El estigma es un obstáculo para superar la discapacidad. Pero aún cuando los padres apoyan a sus hijos, la cuestión es dónde o cómo pueden hacer esto o aquello.
“Visite a dos jóvenes, cuya madre dejó la tierra en la que vivían para buscar tratamiento para sus hijas, pero no tiene recursos económicos ni trabajo, y la rehabilitación cuesta dinero”, señaló Gladis.
Al entrar a su casa en la ciudad de Cajamarca, le llevó un minuto acostumbrar la vista a la oscuridad, hasta que al fin descubrió un espacio reducido con piso de tierra en una de las dos habitaciones de la vivienda.
En la otra habitación, en una esquina oscura rodeada de pollos, heno y en medio del desorden estaba Carmen Rosa sentada, hundida en una silla, su atalaya, con espasmos incesantes en el torso y los brazos, imposibles de controlar. Vive, literalmente, en la oscuridad.
La imagen fue impactante, pues con los ojos siguió a los visitantes con una firmeza que no tiene su físico. Pero detrás de sus músculos incontrolables, Carmen Rosa esconde una mente brillante.
“Me encanta leer, pero cuando estoy nerviosa, no puedo”, comentó. “Me deja nerviosa, no me gusta. Estoy sentada días tras día y no puedo controlarlo. Estoy muy triste”, confesó.[related_articles]
Cuando habla, esforzándose por mantener firme su cuerpo espasmódico, Carmen Rosa respira con dificultad. Mientras, su hermana menor, María Elena, se balancea ligeramente mirando desde la otra punta de la habitación.
Carmen Rosa tiene 23 años. Nació con un cuerpo que estaba en perfectas condiciones, pero cuando cumplió los nueve empezó a perder control de sus músculos, uno por uno. Su madre dejó el terreno donde siempre vivió su familia para llevar a su familia a Cajamarca.
María Elena, con 15 años, mira a su hermana mayor sacudirse, sin miedo, más bien con una resignación estoica.
Tras vivir con miedo la llegada de los nueve por temor a perder el control de sus músculos, cuando finalmente los cumplió, descubrió que sus manos comenzaban a temblar. Por ahora se tambalea hacia adelante y hacia atrás, un sútil anuncio de los violentos espasmos de su hermana.

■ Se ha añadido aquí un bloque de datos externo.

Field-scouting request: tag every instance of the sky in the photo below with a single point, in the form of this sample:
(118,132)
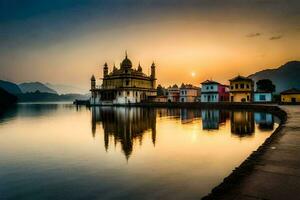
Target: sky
(67,41)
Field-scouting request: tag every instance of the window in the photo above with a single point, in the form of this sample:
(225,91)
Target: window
(262,97)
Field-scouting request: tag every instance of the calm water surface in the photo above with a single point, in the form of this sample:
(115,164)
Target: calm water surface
(58,151)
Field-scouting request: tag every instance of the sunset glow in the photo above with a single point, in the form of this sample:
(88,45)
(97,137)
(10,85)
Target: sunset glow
(68,42)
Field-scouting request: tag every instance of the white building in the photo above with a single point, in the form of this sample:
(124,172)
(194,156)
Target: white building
(173,93)
(209,91)
(263,96)
(188,93)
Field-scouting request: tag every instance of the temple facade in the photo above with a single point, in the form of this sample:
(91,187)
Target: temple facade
(124,85)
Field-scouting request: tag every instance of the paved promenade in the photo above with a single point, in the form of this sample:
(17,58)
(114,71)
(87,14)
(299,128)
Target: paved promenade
(276,175)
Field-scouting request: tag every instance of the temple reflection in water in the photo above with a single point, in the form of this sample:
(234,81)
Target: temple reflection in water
(212,119)
(126,126)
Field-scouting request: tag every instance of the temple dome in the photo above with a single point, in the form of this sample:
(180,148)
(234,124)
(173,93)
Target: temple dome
(126,63)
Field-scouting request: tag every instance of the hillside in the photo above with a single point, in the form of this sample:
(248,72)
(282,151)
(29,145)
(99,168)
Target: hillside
(6,98)
(284,77)
(35,86)
(48,97)
(66,89)
(10,87)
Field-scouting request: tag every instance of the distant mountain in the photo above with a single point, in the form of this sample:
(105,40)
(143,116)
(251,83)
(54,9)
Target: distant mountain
(10,87)
(48,97)
(284,77)
(66,89)
(6,98)
(35,86)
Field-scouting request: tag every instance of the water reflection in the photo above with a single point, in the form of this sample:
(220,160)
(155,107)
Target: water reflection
(265,121)
(126,125)
(58,151)
(242,123)
(212,119)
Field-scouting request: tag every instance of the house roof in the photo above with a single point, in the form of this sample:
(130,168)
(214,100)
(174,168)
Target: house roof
(240,78)
(291,91)
(209,82)
(188,86)
(262,91)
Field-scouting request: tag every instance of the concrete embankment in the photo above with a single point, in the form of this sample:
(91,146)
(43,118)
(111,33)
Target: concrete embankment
(271,172)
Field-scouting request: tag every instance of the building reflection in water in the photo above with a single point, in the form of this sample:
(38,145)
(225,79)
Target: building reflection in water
(265,121)
(125,125)
(212,119)
(188,115)
(242,123)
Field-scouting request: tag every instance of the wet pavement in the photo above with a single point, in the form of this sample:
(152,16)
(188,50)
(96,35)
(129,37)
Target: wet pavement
(276,175)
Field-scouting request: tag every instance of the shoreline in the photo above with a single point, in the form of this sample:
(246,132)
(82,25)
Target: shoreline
(248,165)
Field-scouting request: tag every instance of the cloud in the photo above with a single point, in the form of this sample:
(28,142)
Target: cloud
(278,37)
(254,35)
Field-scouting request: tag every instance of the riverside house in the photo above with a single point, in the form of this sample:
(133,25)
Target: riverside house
(290,96)
(188,93)
(241,89)
(213,91)
(263,96)
(173,93)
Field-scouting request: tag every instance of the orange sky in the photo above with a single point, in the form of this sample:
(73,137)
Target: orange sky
(215,42)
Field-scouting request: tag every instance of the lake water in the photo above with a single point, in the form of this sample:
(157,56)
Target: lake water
(58,151)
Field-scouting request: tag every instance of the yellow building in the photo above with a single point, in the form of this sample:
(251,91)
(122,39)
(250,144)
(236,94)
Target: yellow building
(290,96)
(241,89)
(124,85)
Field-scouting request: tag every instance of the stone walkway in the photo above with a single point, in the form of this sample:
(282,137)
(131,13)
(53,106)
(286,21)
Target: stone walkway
(277,174)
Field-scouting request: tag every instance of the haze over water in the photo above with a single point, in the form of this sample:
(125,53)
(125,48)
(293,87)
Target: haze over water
(55,151)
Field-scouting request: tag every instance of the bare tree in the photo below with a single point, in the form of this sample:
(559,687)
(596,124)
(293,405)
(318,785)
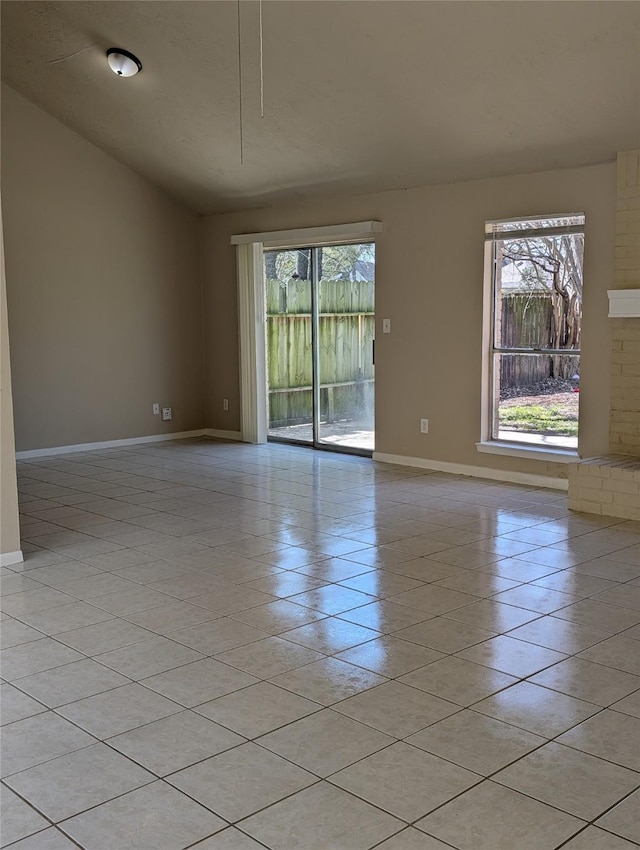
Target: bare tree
(553,264)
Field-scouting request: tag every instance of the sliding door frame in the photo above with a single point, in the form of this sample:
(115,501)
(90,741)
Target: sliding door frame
(252,312)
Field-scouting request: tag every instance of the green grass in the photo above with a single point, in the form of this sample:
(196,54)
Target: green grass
(538,419)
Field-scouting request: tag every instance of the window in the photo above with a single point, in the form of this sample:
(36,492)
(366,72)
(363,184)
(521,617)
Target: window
(535,277)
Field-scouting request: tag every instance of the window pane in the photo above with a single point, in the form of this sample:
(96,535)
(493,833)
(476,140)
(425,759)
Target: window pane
(538,292)
(537,399)
(508,227)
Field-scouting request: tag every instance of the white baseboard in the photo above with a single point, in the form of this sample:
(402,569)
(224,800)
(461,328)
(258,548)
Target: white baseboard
(9,558)
(475,471)
(224,435)
(112,444)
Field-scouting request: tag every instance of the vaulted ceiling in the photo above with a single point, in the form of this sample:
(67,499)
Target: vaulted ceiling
(359,95)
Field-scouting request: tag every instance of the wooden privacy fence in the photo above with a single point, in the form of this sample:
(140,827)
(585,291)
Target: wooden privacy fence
(529,320)
(346,334)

Carmen Rosa y María Elena son muy inteligentes y perceptivas, sin embargo, la escuela se terminó para ellas en cuanto dejaron de poder agarrar un lápiz con la mano.
Según la Confederación Nacional de Personas con Discapacidades del Perú, la educación especial para quienes tienen dificultades leves no es realmente inclusiva y para quienes tienen trastornos más graves, totalmente inexistente.
Aparte de los pocos que están en escuelas especiales, 87,1 por ciento de niñas, niños y adolescentes de Perú con discapacidades no reciben ningún tipo de educación.
En una de las pocas escuelas que atiende esas necesidades especiales en la región de Cajamarca, los niños están en aulas en las que gritan, chillan y corren desenfrenados. A pesar de los afiches llenos de mantras educativos, siempre es la hora del almuerzo, del recreo, de la merienda o de una salida de campo.
En una de las clases de primer grado que visitó Gladis, las maestras solo miraban a los niños jugar y solo les hablaban para reprenderlos cuando uno trataba de golpear a otro. Los que están en silla de ruedas, si eran empujados, quedaban mirando la pared sin hacer nada, hablando entre ellos.
Hay 485 hospitales en Perú, de los cuales solo 75 tienen servicios de rehabilitación. De esos, 45 están en Lima. No hay ningún servicio para personas discapacitadas en las áreas rurales, lo que hace que solo cinco por ciento de las personas con discapacidad reciban algún tipo de atención especial.
A pesar de las terribles perspectivas, Carmen Rosa es optimista.
“Creo que un día estaré mejor”, asegura.
“Me van a curar y podré hacer todo y estar mejor. Me gustaría más que nada ayudar a personas como yo, con discapacidades, que no tienen amigos y están tristes. Estoy triste y quiero ayudarlos”, añadió.